Thursday, March 7, 2019

Permanent Mikdash

Rashi says that the repetition of the word mishkan hints to the destruction of the Temple and the need for it to be inaugurated again in the future.  Why at the inauguration ceremony of the mikdash would we speak of the destruction of the mikdash?  The Rebbe (Likutay Sichos volume 11) explains that the point is the opposite.  The mikdash will be permanent, it is the sins of the people that will lead to its destruction, but the building itself has an eternal power.  Even in its destruction because of an outside factor of sins, it is merely פקודי המשכן, it is a pikadon in the hands of Hashem, but we will get it back.  The power of the mikdash is eternal, it is only temporarily concealed.
What is the symbol that the mikdash is always present?  The Rambam in the 4th Ch. Of Beis Habechirah brings the whole story of the ark being hidden in the ground.  The achronim ask why does the Rambam cite this, what halacha is to be learnt out from it?  The Rambam writes in the first Ch.

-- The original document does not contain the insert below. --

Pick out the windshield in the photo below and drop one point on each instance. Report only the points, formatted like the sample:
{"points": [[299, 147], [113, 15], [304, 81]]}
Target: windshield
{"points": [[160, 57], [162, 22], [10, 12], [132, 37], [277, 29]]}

That the vessels of the mikdash are part of the mikdash itself.  A mikdash without the כלי מקדש is a lack in the mikdash.  Therefore, the Rambam was bothered how could the second Temple be lacking the ark, it would be an incomplete mikdash?  The Rambam answers that Shlomo originally made a place for the aron to be placed under ground.  See the Rogatchover on the last possuk of the haftorah (Ashkenazic custom) ואשים שם מקום לארון means Shlomo made a place for the aron to be placed underground.   Therefore, when the aron was there it was considered to be in its place and there was nothing lacking from the mikdash.  The Rambam supports this idea that underground is considered the place of the aron and not just a measurement taken for security purposes by citing how Yosheyahu Hamelech hid it even before there was any danger present (Sichos on Hilchos Beis Habechirah.) 
Just as the aron remains in its place, it is just hidden, so too the mikdash is a pikadon that merely needs to be reconstituted.  However, the basis of mikdash, the symbol of the presence of the Shechinah resting there, the aron is always there and remains the same for all of the Battei Mikdash.